Le passager s'approche de la voiture, soulève son T-shirt pour exhiber son pistolet et signaler qu'il n'est pas là pour rigoler. Les policiers entrent en action, interpellent les deux hommes.

«Je ne peux pas le dire par peur de représailles »


Le conducteur du scooter est Adil El Hassnaoui. Le passager, Francisco Correira Moreira. Arrêtés en flagrant délit, les deux hommes des quartiers nord d'Amiens ne peuvent nier l'évidence. Cependant, en appel, ils ont maintenu leur ligne de défense : oui ils ont bien cherché à récupérer le magot, mais non ce ne sont pas eux qui ont procédé à l'enlèvement et à la séquestration.

Ils disent qu'on leur a fourni le pistolet (qui porte des traces du sang de la victime), ainsi que le scooter volé pour aller récupérer l'argent. En échange, ils devaient, disent-ils, recevoir 200 €. Qui leur a demandé ce service ? «Je ne peux pas le dire, par peur de représailles », répète El Hassnaoui.

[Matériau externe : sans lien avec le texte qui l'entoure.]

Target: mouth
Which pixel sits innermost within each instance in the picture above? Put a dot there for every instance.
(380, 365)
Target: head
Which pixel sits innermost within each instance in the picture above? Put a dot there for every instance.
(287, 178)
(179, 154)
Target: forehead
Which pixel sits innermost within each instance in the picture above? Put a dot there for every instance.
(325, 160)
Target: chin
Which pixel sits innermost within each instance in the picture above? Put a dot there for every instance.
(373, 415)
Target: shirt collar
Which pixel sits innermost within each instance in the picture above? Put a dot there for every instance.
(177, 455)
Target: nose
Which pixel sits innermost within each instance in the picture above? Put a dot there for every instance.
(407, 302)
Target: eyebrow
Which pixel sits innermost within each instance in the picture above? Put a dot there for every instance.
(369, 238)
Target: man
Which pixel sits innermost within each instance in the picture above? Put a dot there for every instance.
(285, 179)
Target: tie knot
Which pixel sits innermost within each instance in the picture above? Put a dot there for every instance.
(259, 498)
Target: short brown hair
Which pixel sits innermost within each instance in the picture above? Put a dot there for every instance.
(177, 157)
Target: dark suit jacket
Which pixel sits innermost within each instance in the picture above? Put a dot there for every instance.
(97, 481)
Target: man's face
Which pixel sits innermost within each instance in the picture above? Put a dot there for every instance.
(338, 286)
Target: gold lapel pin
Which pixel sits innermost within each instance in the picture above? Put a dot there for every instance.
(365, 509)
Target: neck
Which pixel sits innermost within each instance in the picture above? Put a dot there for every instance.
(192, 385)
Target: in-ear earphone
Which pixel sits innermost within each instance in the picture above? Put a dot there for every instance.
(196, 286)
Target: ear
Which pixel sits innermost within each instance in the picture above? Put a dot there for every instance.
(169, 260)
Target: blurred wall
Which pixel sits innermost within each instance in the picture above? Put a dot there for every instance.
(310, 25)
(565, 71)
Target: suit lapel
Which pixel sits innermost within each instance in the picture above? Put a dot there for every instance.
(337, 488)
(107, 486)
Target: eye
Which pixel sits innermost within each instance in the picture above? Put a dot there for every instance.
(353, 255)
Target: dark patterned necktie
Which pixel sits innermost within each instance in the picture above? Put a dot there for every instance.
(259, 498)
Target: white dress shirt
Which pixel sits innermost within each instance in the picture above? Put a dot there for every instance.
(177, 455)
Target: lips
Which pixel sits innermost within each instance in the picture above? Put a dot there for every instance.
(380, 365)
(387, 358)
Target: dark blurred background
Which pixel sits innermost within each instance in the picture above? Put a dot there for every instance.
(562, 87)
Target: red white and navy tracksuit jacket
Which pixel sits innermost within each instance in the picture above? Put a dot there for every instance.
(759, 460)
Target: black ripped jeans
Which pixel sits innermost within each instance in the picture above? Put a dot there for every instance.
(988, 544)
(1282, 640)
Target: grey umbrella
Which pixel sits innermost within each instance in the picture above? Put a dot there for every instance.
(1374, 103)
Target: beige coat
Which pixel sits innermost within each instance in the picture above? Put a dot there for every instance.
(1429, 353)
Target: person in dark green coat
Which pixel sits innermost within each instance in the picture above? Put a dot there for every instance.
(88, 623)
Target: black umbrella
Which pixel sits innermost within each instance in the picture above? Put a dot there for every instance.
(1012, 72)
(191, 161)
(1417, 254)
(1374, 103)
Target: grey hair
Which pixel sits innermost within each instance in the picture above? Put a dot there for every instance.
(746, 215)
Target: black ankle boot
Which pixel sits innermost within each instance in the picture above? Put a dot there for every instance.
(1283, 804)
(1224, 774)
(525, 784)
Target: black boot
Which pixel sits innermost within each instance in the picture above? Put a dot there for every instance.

Leur version est compatible avec leur profil, leur casier judiciaire est très léger, mais des éléments les accablent. L'ADN d'Adil El Hassnaoui est sur l'Audi A3, retrouvée calcinée. Les relevés téléphoniques montrent que les protagonistes se sont beaucoup appelés au moment des faits. Leurs téléphones ont aussi activé des bornes, soit sur les lieux des faits, soit à proximité immédiate.

Les avocats des deux prévenus, Mes Guillaume Combes et Djamila Berriah, ont insisté sur un point : «Ils ont accepté leur condamnation ». «Je me suis fait embarquer, j'ai été naïf », dit Correira ; « J'ai fait une erreur, j'ai compris, je compte me racheter », ajoute El Hassanoui. Pour ces deux-là, le procès en appel semble ne pas avoir beaucoup d'enjeu.

«Y a-t-il eu vraiment enlèvement ce soir-là ? »


Abdelkader Sakho, en revanche, en attend beaucoup : la relaxe. L'enquête est remontée jusqu'à lui grâce à un renseignement anonyme l'accusant d'être impliqué dans l'enlèvement. Il sera placé en détention provisoire quatre mois après les deux autres.

Il possède un passé de délinquant assez conséquent, il a déjà été condamné pour extorsion. On a retrouvé son ADN sur un gant porté par Correira, son téléphone a déclenché une borne sur les lieux de l'enlèvement.

Son avocat Me Hubert Delarue, monte au créneau : « Il possède deux téléphones. L'autre a déclenché au même moment à Camon. Il y a un doute ! » Pour lui, «il n'y a aucune preuve de sa culpabilité ». Il va même plus loin : «Y a-t-il eu vraiment enlèvement ce soir-là ? »

L'avocat général a requis la confirmation des peines, «sévères mais justes » : 4 ans pour El Hassnaoui et Correira Moreira, 6 ans pour Sakho compte tenu de son casier judiciaire. L'arrêt sera rendu le 28 mars.